I've never been one for time-consuming projects. This is, admittedly, a nicer way of saying that things that take more than 15 minutes frighten me into a lazy stupor.

Take today:

Being that I'm still unemployed with zero prospects (even a church-owned coffee shop won't return my calls--though, given my recent series, I guess I shouldn't be surprised), I find myself at home with loads of open time. In many ways, this is what I've been longing for: the uninterrupted time to write and finish revising the book. Last summer I was in the same predicament, but I still had one more year of my degree to look ahead to, not to mention I was being paid through a Summer Fellowship. I was officially, a "professional" in that I was being paid to write. So, the writing came easy (once I battled the demon of Acedia--something I didn't even know existed at the time).

Now, I'm not being paid to write. However, it seems the list of people who are very very interested in the book grows longer everyday. I don't know how many times in the last month I've been pulled into a dark corner at a party and more or less been threatened to hand over the book. It's extremely flattering, and reinforces the idea that I'm not talking to myself with all of this (this=the book; this=the blog; this=my life).

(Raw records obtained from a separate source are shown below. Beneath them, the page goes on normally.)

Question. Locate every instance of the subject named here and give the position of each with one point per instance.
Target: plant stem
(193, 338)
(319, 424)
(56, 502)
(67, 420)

Even though I can say proudly that I'm being "compensated" via external validation, it can often add more pressure to the fact that I need to deliver the damn thing. I've always considered myself a great beginner--a virtuoso of inception, even. When my brain fixates on something, whether it be a book or the butterfly stroke, it doesn't take long before I've replicated some semblance of creating that act. It draws attention and a few hearty pats on the shoulder, but then I reach a point where I need to take another step forward. This is when coffee breaks happen a lot more often, and I begin reading a number of dense books in order to pad myself in brain jail.*

I mentioned in L to an IC #2 this idea of 'chronic guilt.' Call it a romanticized self-diagnosis, but I've been thinking about it a lot. By this point in the writing process, I've reflected on my experience enough to realize that guilt played an enormous role in the shaping of my ideas of faith. In the last year, I've proactively started to diffuse this guilt, in terms of how I view spirituality and the life of faith, but now I'm starting to think that it has its barbs in more than my religious hard-wiring. For instance, I'm viewing the side writing projects I've undertaken lately as helpful deviations to bring perspective on the desert-phase of revision. But when I stop and take that thought through a little more, I think about how it could be just another fearful, avoidance tactic. I've realized something is important and bigger than my own measly existence, and so the pressure to make it reach those heights makes me feel, well, measly.

Then, I think about how I just need to buck up and do it. And then it's 4:45, and I need to start making dinner. So, I feel guilty for wasting my unemployed time.

What is the difference between excuses and resolution? How am I supposed to know when I'm avoiding something, or simply just going through the human process of trial and error?

A possible answer lies again with that out-of-fashion word, "acedia." Kathleen Norris points out that it is a tough-to-define spirit-based combo of deep laziness and depression. Interestingly, it was considered by monks to be one of "eight bad thoughts" that interrupted valuable work. It was soon chopped from that list and replaced with 'sloth' in a list renamed the "seven deadly sins."

Now: how can I keep my thoughts from making a deadly conversion?

*I've also been known to start a blog.